Lee Barrett: Take your pick. Extreme right. Extreme left. From the I’d-Rather-Be-Red-Than-Dead fanatics to the Bomb-Moscow-Right-Now fanatics.
Richard Basehart is the most reliable of those assembled, as the somewhat incoherently written main villain Charles Reynolds Ainsley. It doesn’t matter that he’s incoherent because he’s already been characterised as a nutter. Actually, given the caveat that he’s fallen for aforementioned Pasteurian virus theory (which is not to say biolabs don’t do lots of nasty things), he’s starting from a premise far sounder than those who developed the Satan Bug. He wishes for the closure of Station 3, “the most secret chemical warfare establishment in this hemisphere”, insufficiently secret – and clearly incredibly lax about fundamentals like photo IDs – that he couldn’t locate it, infiltrate it by masquerading as scientist Dr Hoffman for months, and then make off with the goods.
Lee Barrett: This was delivered about 10 minutes ago. “Mankind must abolish war, or war will abolish mankind. I have what you’re looking for. I order your Citadel of the Antichrist destroyed. The President will publicly announce immediate compliance. To prove that I am to be obeyed, there will be an incident.”

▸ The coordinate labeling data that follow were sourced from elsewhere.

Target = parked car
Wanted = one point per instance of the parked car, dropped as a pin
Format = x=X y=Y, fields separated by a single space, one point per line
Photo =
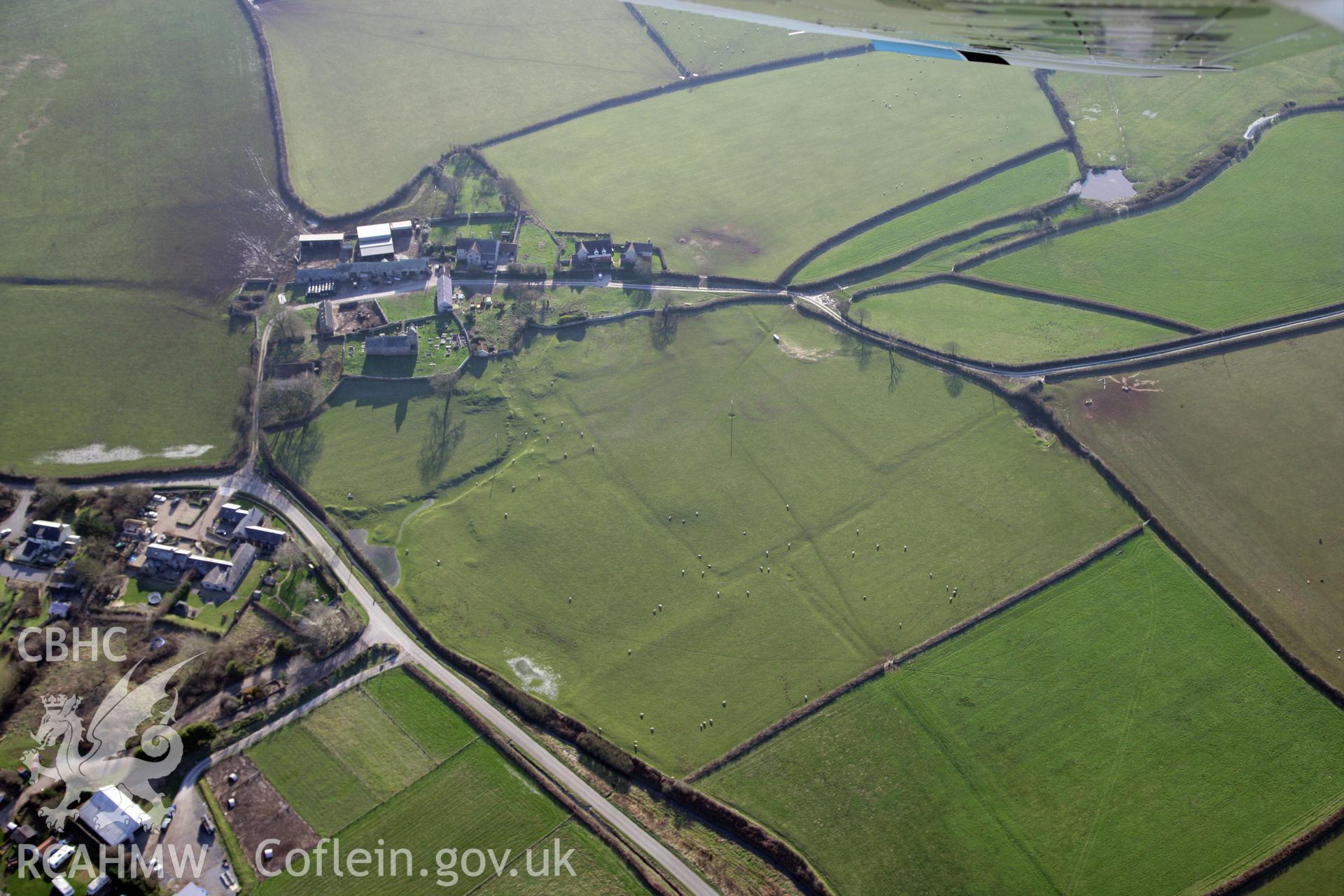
x=59 y=856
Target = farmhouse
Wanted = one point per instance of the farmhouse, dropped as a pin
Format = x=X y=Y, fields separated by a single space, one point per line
x=134 y=530
x=350 y=316
x=444 y=293
x=264 y=538
x=50 y=536
x=225 y=578
x=593 y=253
x=46 y=542
x=320 y=246
x=486 y=254
x=22 y=833
x=375 y=241
x=405 y=343
x=635 y=253
x=365 y=269
x=113 y=817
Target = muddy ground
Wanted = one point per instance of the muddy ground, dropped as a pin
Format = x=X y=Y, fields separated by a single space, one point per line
x=260 y=812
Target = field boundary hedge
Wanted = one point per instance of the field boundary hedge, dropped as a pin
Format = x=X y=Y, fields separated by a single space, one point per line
x=398 y=197
x=1032 y=295
x=1288 y=855
x=898 y=261
x=657 y=39
x=504 y=746
x=906 y=656
x=1179 y=548
x=1196 y=176
x=695 y=81
x=914 y=204
x=1123 y=359
x=773 y=848
x=1066 y=124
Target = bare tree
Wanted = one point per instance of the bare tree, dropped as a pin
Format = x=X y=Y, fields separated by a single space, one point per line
x=289 y=399
x=442 y=383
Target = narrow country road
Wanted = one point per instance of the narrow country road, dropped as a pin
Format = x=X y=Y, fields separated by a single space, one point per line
x=384 y=629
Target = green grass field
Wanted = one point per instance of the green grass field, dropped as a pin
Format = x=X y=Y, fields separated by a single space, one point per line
x=359 y=750
x=391 y=764
x=1037 y=182
x=707 y=45
x=1158 y=128
x=1120 y=732
x=537 y=248
x=1002 y=328
x=391 y=444
x=141 y=214
x=432 y=358
x=400 y=308
x=742 y=176
x=1257 y=242
x=828 y=438
x=155 y=375
x=369 y=99
x=1253 y=495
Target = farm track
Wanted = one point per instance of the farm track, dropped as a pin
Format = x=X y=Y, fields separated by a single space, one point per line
x=381 y=621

Barrett accuses Ainsley of wanting “Power! Power for its own sake!” and it does seem he has become skewed from his initial, unfiltered gaze by that time (one wonders why he didn’t just blow up Station 3 while he was robbing it, but still). In the novel, the Satan Bug is a derivative of the alleged poliovirus. It threatens to destroy all human life (rather than all life) and a mad environmentalist is at work (so like Greta), rather than someone who objects to war. We’re informed Ainsley is a “Millionaire crank. Right at the top of the list of crackpots.

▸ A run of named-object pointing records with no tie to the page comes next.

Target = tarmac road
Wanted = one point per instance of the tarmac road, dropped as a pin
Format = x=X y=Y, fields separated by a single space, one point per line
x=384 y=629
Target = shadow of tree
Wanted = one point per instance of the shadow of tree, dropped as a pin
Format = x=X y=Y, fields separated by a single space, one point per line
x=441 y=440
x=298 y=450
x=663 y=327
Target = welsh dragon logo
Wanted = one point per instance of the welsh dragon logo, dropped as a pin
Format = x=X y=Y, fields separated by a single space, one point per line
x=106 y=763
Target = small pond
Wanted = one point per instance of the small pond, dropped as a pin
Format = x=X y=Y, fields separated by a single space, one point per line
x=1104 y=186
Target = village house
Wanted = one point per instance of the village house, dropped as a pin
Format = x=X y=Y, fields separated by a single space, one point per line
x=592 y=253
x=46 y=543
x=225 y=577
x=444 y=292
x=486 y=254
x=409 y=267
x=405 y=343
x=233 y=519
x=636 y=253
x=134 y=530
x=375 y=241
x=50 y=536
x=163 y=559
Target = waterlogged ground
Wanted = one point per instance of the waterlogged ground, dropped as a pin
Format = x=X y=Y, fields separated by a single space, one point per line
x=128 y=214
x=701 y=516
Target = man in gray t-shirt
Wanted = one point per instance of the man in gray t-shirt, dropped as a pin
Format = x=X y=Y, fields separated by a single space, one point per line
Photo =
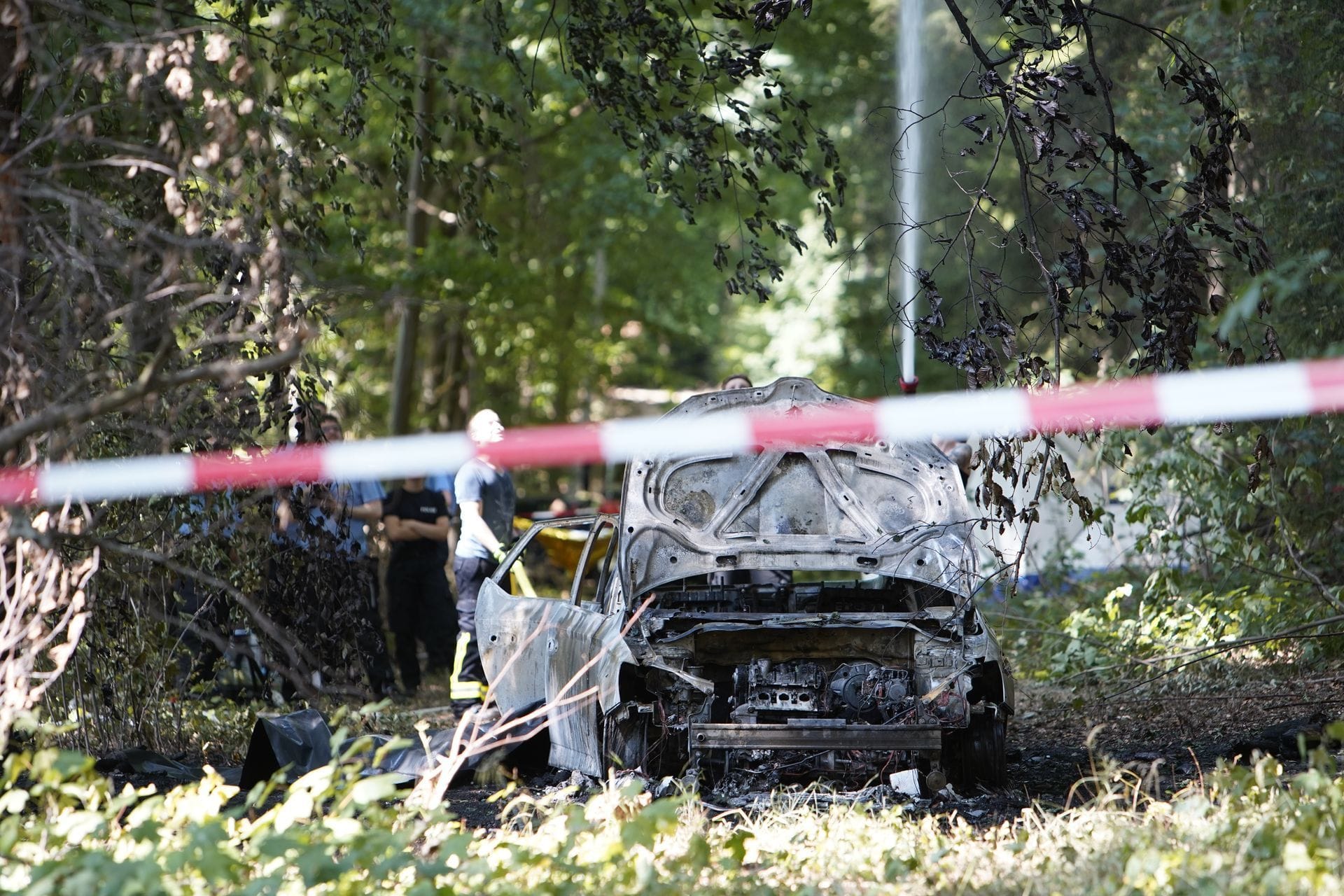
x=486 y=496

He’s an eccentric. No pictures, no relatives, no public life… Lunatic fringe, crank,
rich, with resources” and he tells us himself that “I am a biochemist… of sorts… I made my fortune in patent medicines”. So, despite his altruistic intent – if you want to call it that – he is basically a Big Pharma guy, one who is threatening the world with his own depopulation agenda involving a (fake) virus. Hmmm…
Of course, Ainsley, being Big Pharma, has located a highly effective and not at all dangerous vaccine (one that even does what vaccines are purported to do): “Two days ago, Baxter made it and that’s why he had to die…”, such that “now I’m the only one who has the formula. And the vaccine is in my bloodstream”. That just proves he’s a crackpot. Were he legitimate Big Pharma, he’d plan the bug’s release and then roll out the vaccine just in time to make a fortune.
Ainsley: Some scientists thought that the H-bomb would start a chain reaction that would blow up the world, but it didn’t. Now, nobody really knows about this. Theoretically, yes. But it hasn’t yet been put to the real test. Perhaps it will destroy all life. Perhaps. Certainly, it could destroy millions.
Admittedly, the conversation between Ainsley and Barrett speculates regarding the efficacy of the threat and does so by namechecking the nuke lie, and the scaremongering that preceded its actual scaremongering. We never get to see the Satan Bug at work thanks to Barrett’s fortuitous catch. We do see those highly deadly botulism strains wreaking near-instantaneous havoc, though (exceedingly quick and deadly, so a very humane nasty virus).
Along the way, Barrett displays some remarkably Miss Marple deductive logic in working out where the case of flasks has been secreted (“I’d hide ’em in the water!”) but at no point does he become an interesting character. The whole thing is pretty impersonal, although there’s a decent Saul Bass-riffing title sequence that sets us up for something altogether punchier. Even as a financial failure and a so-so movie, though, The Satan Bug does its bit to further the perceived threat of deadly forces all around us, waiting to strike, be they natural or augmented.